48 Abell Street (John Abell Factory)
Toronto, Ontario
The fight to save 48 Abell Street, a large 19th-century agricultural implements and farm machinery factory on Toronto’s Queen Street West, began as a community initiative to protect the character of a neighbourhood, but has grown into a controversy drawing into question the effectiveness of Toronto’s city planning process. The result has brought Toronto City Council and the provincial planning appeals body, the Ontario Municipal Board (OMB), into open conflict. The fate of the factory and the area looks bleak.
One of the few industrial buildings left in the area, 48 Abell has been a live/work space for about 80 artists for over two decades.
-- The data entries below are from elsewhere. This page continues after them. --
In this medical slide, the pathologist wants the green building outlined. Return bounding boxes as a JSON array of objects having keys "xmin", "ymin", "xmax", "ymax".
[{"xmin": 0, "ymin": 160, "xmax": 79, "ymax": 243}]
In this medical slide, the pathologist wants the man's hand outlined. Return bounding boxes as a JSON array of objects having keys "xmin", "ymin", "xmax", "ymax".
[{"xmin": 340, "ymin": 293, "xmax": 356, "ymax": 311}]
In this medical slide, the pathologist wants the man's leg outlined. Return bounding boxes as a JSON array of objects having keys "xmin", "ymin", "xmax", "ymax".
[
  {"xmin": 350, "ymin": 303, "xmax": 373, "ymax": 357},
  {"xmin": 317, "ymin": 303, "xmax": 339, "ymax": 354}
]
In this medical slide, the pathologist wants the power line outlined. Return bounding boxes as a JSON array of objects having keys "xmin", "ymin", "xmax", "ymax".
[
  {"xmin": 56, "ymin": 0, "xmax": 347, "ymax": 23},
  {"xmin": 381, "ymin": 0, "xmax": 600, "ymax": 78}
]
The factory, along with other heritage buildings like the Drake and Gladstone Hotels, has been instrumental in redefining and revitalizing the area, giving it great potential as a heritage district.
In 2005, landowners of several adjacent lots in the area submitted proposals to tear down 48 Abell and adjacent buildings and fill the space with high-rise and low-rise condos that would be grossly out of scale with the area. To do so, the owners asked city council to amend the Official Plan and zoning by-law to allow for double the density and four times the height then permitted. The advocacy group Active 18 mobilized, and an area planning process and design charettes ensued.
All this came to nothing when in January 2007 the OMB ruled in favour of the developers. In February, Toronto Mayor David Miller and the majority of municipal councillors voted to launch a court challenge of the OMB decision to protect Toronto’s creative sector and reverse a precedent for other warehouse areas. The former factory has come to symbolize how the development and appeals processes are stacked against communities that wish to shape their own futures.
UPDATE: The site was demolished in 2011 to make way for a condominium tower.